Icon Books 2005; ISBN 1 84046 623 5; £7.99

The back-cover blurb describes this book as "superbly accessible" - a phrase I greet with caution as it usually indicates a subject the publishers don't actually expect their readers to understand.

This time, however, it is the author's background rather than her subject which caused the publicity department to pull out the reassuring language. Alison Hills is a philosophy lecturer, so her book debates the status of animals against a formal framework of moral ethics.

As promised, the arguments for and against granting "rights" to animals are presented in a very straightforward, easily readable manner.

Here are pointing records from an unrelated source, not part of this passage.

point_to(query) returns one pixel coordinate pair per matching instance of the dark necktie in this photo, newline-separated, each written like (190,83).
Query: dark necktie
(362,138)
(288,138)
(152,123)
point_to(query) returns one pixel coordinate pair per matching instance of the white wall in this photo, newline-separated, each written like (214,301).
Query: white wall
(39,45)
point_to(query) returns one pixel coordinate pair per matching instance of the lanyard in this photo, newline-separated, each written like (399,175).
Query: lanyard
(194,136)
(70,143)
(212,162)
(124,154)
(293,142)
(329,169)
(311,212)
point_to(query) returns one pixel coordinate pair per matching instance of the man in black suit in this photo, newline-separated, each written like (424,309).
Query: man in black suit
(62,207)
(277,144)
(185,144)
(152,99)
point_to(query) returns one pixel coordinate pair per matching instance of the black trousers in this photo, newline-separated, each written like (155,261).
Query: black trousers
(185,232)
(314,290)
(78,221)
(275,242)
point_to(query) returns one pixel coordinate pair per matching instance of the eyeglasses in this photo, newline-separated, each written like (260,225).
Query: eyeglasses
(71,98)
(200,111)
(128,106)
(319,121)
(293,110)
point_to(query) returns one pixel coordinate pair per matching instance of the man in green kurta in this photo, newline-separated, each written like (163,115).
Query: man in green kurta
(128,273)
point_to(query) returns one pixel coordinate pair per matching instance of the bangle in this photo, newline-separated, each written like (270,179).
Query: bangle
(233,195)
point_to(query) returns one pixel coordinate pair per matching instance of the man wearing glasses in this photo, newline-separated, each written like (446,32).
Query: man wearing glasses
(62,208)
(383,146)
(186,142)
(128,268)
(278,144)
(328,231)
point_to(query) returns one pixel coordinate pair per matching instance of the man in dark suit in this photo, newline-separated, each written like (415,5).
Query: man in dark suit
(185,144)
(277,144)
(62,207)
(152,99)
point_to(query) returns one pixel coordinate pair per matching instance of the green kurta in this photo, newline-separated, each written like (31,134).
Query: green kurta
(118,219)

Questions of suffering, reason, intelligence and equality are examined in turn before chapters debating the rights and wrongs of using animals for food, sport, science and companionship.

For anyone already versed in the passionate arguments that either defend or challenge the concept of animal rights, Hills's approach is striking for its cool detachment. The introduction declares that "this book defends the moderate view", and it does so in an intelligent, logical fashion. Nevertheless, the author's reasonable - and well reasoned - arguments come to some very confident conclusions that may have more radical consequences than she cares to admit: factory farming should be banned but fox hunting should not have been; scientific experiments on animals can be justified, but only in certain circumstances; it is okay to treat dogs better than other animals because "we can be friends with dogs".

Devoid of both the activists' rallying cry and the establishment's arrogance, this book failed to satisfy my appetite for a really juicy debate. It is, however, a useful, concise and genuinely "accessible" examination of many issues raised by our relationship with non-human animals.